Moi : Voici mon diagnostic : je crois que tous ces maux dont nous parlons proviennent surtout d’un certain anachronisme de l’imagination. Les hommes se sont habitués à imaginer les femmes d’une certaine manière et à rechercher en elles certaines valeurs et pas d’autres. Les femmes, évidemment, s’efforcent de satisfaire ces désirs des hommes ; et les hommes font de même avec les femmes. Mais notre imagination est très souvent ralentie et paralysée par toute sorte d’atavismes, d’habitudes mentales, d’héritages ; elle est, autrement dit, plus démodée que nous-mêmes.

La source du drame érotique argentin est justement là : les hommes imaginent les femmes d’une façon trop étriquée, naïve, anachronique – et vice versa. Mais si l’imagination argentine est attardée, elle semble souffrir également de certains complexes, ce qui est facile à comprendre compte tenu des relations artificielles et tendues qui existent ici entre les deux sexes. Dans tous les cas, ce qui est sûr c’est que nous devons tous faire un grand effort pour revoir de fond en comble notre imagination et surtout notre mythologie érotiques.

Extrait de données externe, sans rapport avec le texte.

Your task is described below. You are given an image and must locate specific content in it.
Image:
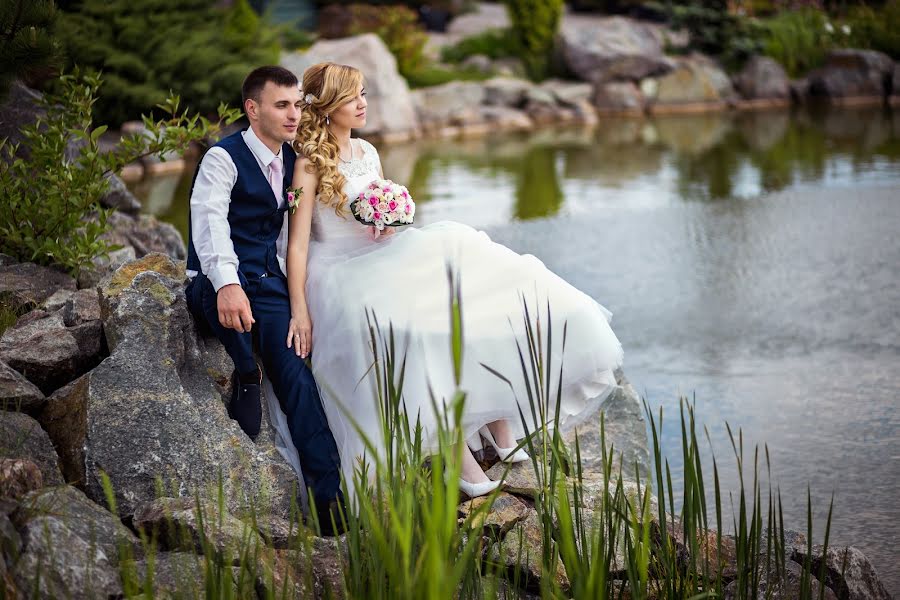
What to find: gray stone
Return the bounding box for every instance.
[281,33,419,140]
[13,515,122,600]
[559,17,672,82]
[0,263,75,314]
[412,81,487,128]
[100,173,141,215]
[0,360,46,414]
[12,485,144,566]
[74,254,298,519]
[482,77,534,108]
[591,81,644,114]
[734,56,791,100]
[0,411,64,485]
[793,545,891,600]
[561,371,650,481]
[0,308,102,394]
[132,498,265,566]
[807,50,894,100]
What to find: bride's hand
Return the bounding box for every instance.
[287,310,312,358]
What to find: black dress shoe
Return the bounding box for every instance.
[313,498,347,537]
[228,371,262,440]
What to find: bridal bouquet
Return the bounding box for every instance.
[350,179,416,232]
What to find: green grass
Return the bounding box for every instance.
[21,270,831,600]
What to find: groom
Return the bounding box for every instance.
[185,66,343,532]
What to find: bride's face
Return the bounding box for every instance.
[331,86,368,129]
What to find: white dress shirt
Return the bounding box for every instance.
[187,126,288,292]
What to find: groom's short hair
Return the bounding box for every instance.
[241,65,300,103]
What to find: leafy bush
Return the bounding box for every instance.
[441,29,518,63]
[0,0,59,99]
[0,72,240,275]
[59,0,279,123]
[506,0,563,81]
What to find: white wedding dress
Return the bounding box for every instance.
[274,140,622,496]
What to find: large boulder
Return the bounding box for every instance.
[281,33,419,140]
[559,17,672,82]
[734,56,791,100]
[12,485,144,565]
[0,411,64,485]
[641,55,735,112]
[0,260,75,314]
[0,304,103,394]
[63,254,298,518]
[0,360,45,414]
[806,50,894,101]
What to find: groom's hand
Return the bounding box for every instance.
[216,283,256,333]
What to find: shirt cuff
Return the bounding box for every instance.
[208,264,241,292]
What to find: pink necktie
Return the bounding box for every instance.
[269,156,284,208]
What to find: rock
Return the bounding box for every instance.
[78,246,137,288]
[459,494,530,537]
[734,56,791,100]
[642,56,734,112]
[103,212,187,260]
[100,173,141,215]
[73,254,298,519]
[807,50,894,100]
[490,510,569,590]
[0,411,64,485]
[559,17,672,83]
[793,545,891,600]
[281,33,419,141]
[0,458,44,500]
[486,77,534,108]
[0,263,75,314]
[412,81,486,129]
[132,498,265,566]
[12,485,144,566]
[121,552,206,598]
[591,81,644,115]
[723,561,837,600]
[12,516,122,600]
[0,308,103,394]
[0,360,46,414]
[561,370,650,481]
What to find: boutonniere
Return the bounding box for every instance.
[285,187,303,214]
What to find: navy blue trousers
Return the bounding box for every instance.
[185,273,341,502]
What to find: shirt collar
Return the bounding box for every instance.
[244,125,281,167]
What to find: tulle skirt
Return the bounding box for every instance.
[306,221,622,494]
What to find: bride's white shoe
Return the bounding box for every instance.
[478,425,531,463]
[459,477,501,498]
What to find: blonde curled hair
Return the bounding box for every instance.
[293,62,363,216]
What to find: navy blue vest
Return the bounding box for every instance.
[187,131,297,279]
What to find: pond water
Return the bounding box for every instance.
[126,108,900,595]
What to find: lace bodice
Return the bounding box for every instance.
[310,138,381,256]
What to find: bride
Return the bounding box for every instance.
[286,63,622,496]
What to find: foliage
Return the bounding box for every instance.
[844,0,900,60]
[506,0,564,81]
[441,29,518,63]
[59,0,279,124]
[0,0,59,99]
[349,4,428,77]
[0,71,239,274]
[648,0,761,70]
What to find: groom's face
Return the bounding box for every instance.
[244,81,302,143]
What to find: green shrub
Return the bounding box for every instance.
[59,0,279,124]
[441,29,518,63]
[0,0,59,99]
[762,9,835,77]
[0,72,240,275]
[506,0,564,81]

Lui : Cette tâche paraît bien ingrate.

Moi : Au contraire ; et je le dis car je suis plein d’espoir. Parce que, dans plusieurs pays, j’ai assisté à un semblable effort collectif de renouvellement et de rééducation, et j’ai constaté à quel point il est nécessaire et je l’ai accepté avec gratitude. Quand tout le monde, au fond, sent l’anachronisme de ses croyances, de ses goûts, de ses désirs, de ses concepts, il suffit de formuler ce mécontentement général pour que tout ce système paralysateur et désagréable s’effondre.